No-one has the loving intention for your child that you do. No expert will have the compassion and knowledge and experience to match yours. So use their expertise and build your expert point of view – then trust it, and be open to new information, adjustment and change.
As you build your team of advisers and consultants, think economically, is there a government funded expert to replace my highly paid private expert? These children require assistance for many years. The total therapy cost will be very high. There are fantastic people (speech therapists, paediatricians, psychologists, audiologists) that are available free of charge (in Australia). Sift through and find them if you can. I have found these people willing and caring available for school meetings. If as a parent, you are informed and confident, then this system will work well.

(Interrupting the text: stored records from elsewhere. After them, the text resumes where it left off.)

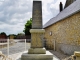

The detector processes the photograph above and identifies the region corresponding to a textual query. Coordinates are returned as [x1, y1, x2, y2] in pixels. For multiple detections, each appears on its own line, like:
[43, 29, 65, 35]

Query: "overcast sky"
[0, 0, 66, 35]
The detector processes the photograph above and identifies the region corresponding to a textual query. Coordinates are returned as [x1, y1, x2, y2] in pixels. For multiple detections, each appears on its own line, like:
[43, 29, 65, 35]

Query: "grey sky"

So back to school meetings. Only bring your partner if they are helpful and think along the same lines as you, otherwise they will just slow things down and you only have limited time in these meetings. Be clear about what you want to bring up and if possible advise those attending the meeting of your agenda at least 1 week prior to the meeting. That way you will definitely be heard.

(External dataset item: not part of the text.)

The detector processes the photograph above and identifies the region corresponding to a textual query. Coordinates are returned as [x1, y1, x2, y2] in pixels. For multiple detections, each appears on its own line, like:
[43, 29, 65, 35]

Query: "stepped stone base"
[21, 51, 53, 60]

If you are faced with a school that is heavily punitive in its approach, (by that I mean they use strong punishment as a favoured way to control behaviour) then make sure your team includes experts in behaviour management to bring in another point of view. Let them do the hard work for you and tell the school how it needs to be done, and then you can be there to back them up.
The experts will need to point out the underlying needs that relate to your child that are highlighted by the behaviour and suggest how they can be best addressed to keep your child’s self esteem in tact and make school a positive experience. Strong punishments are generally a last resort appropriate only for extreme behaviour, and even then, unless the underlying causes are addressed, the behaviour will continue or your child will withdraw and possibly become depressed.
If your child has aide funding, ensure that you are kept informed of how the budget is being spent. Often schools will divert funding where it is needed, even though this is illegal, they are just doing what they can to survive on tight budgets. Nevertheless it becomes your responsibility to ensure that the resources are being spent on your child and this may require some insistence.
Insist that you are kept informed at all stages of the year as things can deteriorate quickly and your child could be left unsupported. Make sure you haev a school meeting at least once a term.
Children with diagnoses of emotional problems, personality disorders, ADD, ADHD and Aspergers Syndrome mostly do not qualify for additional assistance in Australia. This means that schools are flooded with children that need additional support and are not funded for them. So where does the funding come from? The school (understandably) will take it from wherever they can, so be vigilant about your child’s budget.
Even if you are at a good school – stay vigilant and informed and retain authority. Remember – you are his/her spokesperson and protective, nurturing carer. He/she really needs you.